Paris opposé à la ratification du texte
Après d’âpres négociations, une première étape avait été franchie début septembre, avec la validation du texte par la Commission européenne. Sa présidente, Ursula von der Leyen, s’envole samedi 20 décembre pour le Brésil, où elle espère pouvoir signer l’accord à l’occasion d’un sommet à Foz do Iguaçu. En amont de cette ratification, le Conseil européen doit d’abord donner son feu vert, d’ici la fin de la semaine.
Mais dans cette dernière ligne droite, le bras de fer se tend entre Bruxelles et Paris. Dimanche dernier, Emmanuel Macron a fait savoir qu’il souhaitait décaler ces échéances à 2026. Une ultime tentative de jouer la montre, alors que la France se heurte une nouvelle fois à la colère des agriculteurs français, en pleine crise sanitaire de dermatose nodulaire contagieuse. Certains l’accusent néanmoins de souffler le chaud et le froid, car, en marge de la COP30, il avait surpris en se déclarant « plutôt positif », avant de rétropédaler, face à la levée de boucliers du monde agricole et de la classe politique.

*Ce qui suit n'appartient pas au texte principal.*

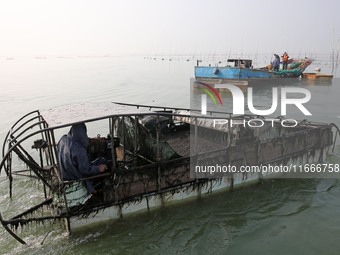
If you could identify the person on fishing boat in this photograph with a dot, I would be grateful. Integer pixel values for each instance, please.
(276, 63)
(285, 58)
(73, 158)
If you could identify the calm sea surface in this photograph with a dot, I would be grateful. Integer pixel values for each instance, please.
(295, 216)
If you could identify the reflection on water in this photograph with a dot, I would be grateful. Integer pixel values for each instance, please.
(273, 217)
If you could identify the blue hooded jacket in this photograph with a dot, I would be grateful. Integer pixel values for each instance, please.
(73, 158)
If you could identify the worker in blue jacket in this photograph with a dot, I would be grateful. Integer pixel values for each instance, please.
(73, 158)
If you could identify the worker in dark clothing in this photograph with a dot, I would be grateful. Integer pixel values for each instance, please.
(73, 157)
(276, 63)
(285, 58)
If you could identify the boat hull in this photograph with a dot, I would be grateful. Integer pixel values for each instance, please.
(190, 191)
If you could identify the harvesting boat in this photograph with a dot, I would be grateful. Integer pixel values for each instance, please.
(154, 155)
(242, 69)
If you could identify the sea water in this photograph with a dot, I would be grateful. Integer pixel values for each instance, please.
(295, 216)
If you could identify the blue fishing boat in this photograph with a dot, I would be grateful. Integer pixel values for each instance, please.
(242, 69)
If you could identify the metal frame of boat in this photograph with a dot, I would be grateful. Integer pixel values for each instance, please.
(149, 156)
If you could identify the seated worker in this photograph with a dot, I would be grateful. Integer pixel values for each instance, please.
(73, 159)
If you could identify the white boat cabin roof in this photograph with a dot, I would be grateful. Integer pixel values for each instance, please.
(84, 112)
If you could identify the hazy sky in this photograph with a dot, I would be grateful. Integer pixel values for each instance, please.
(103, 27)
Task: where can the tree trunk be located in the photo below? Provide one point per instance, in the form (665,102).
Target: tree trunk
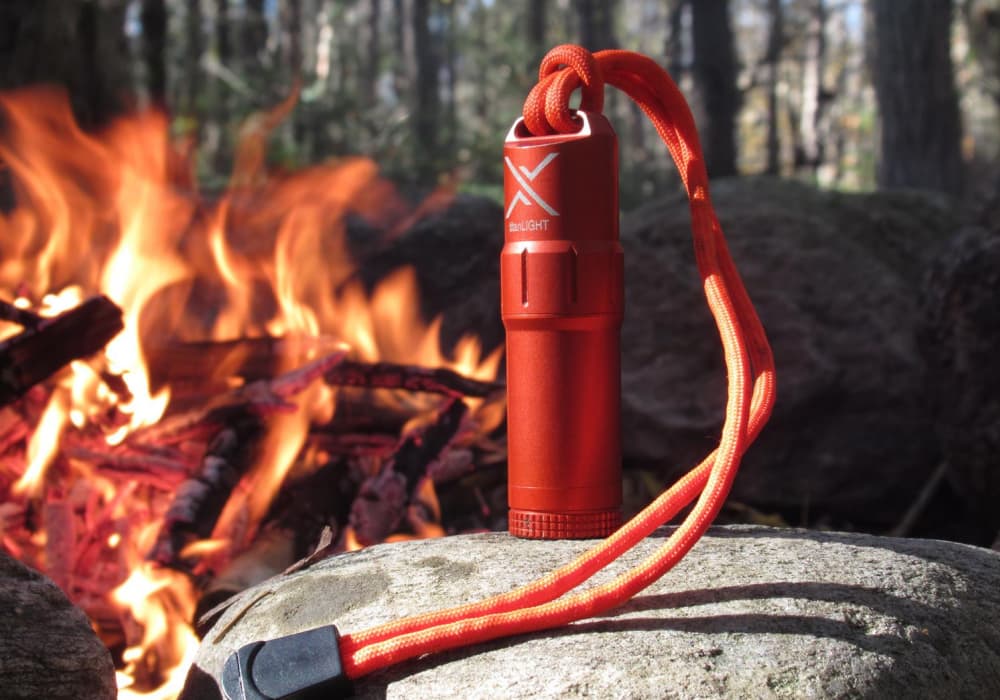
(920,129)
(254,34)
(775,42)
(674,47)
(427,102)
(596,19)
(192,59)
(537,12)
(714,71)
(78,45)
(374,52)
(291,36)
(154,46)
(813,93)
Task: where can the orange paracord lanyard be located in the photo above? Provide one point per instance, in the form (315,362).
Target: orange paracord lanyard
(542,604)
(539,605)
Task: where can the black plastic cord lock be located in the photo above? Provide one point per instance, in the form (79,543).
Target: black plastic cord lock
(300,666)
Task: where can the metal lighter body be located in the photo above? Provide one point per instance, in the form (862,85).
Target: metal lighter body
(562,302)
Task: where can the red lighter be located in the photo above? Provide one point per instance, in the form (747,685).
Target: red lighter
(561,297)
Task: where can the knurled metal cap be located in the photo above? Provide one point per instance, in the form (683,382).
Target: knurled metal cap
(535,525)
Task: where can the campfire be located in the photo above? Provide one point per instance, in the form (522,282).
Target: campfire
(195,390)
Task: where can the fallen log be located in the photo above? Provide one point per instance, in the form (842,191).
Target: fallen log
(38,352)
(387,375)
(381,503)
(229,455)
(200,498)
(263,397)
(15,314)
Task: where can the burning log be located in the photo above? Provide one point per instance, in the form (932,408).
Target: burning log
(230,453)
(15,314)
(263,397)
(43,348)
(382,500)
(386,375)
(200,499)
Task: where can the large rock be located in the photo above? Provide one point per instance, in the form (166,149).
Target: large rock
(836,279)
(750,612)
(961,341)
(47,647)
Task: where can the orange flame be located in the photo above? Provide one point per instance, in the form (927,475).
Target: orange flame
(115,213)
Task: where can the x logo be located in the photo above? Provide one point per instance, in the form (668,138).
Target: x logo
(526,195)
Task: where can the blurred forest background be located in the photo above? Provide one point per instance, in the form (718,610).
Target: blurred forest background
(844,94)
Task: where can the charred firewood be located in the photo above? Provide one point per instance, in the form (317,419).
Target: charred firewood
(40,351)
(200,499)
(383,498)
(230,453)
(15,314)
(263,397)
(386,375)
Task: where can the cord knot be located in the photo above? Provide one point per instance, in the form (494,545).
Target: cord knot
(564,69)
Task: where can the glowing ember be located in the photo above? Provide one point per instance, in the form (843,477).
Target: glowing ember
(115,213)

Négociation des clauses de sauvegarde attendue aujourd’hui
Avec ce traité, les éleveurs français s’alarment des risques d’une concurrence déloyale, liée à des réductions de taxes douanières pour favoriser les exportations des pays du Mercosur vers l’Europe, et à des différences en termes de normes imposées sur les produits. La viande, en particulier celle bovine et la volaille, cristallise les inquiétudes. Mi-novembre, interpellé lors d’une séance de questions d’actualité au gouvernement, le ministre de l’Europe et des Affaires Étrangères rappelait les exigences de la France : que le traité soit accompagné de « clauses de sauvegarde » afin de protéger les filières de production agricole de toutes perturbations du marché, de « mesures miroir sur la dimension des pesticides et de l’alimentation animale », et de « contrôles coercitifs sur le plan sanitaire et phytosanitaire sur les produits importés, et dans les pays exportateurs pour assurer un contrôle de nos normes européennes ». « C’est à l’aune de ces trois exigences que la France se déterminera sur cette question du Mercosur », concluait alors Benjamin Haddad.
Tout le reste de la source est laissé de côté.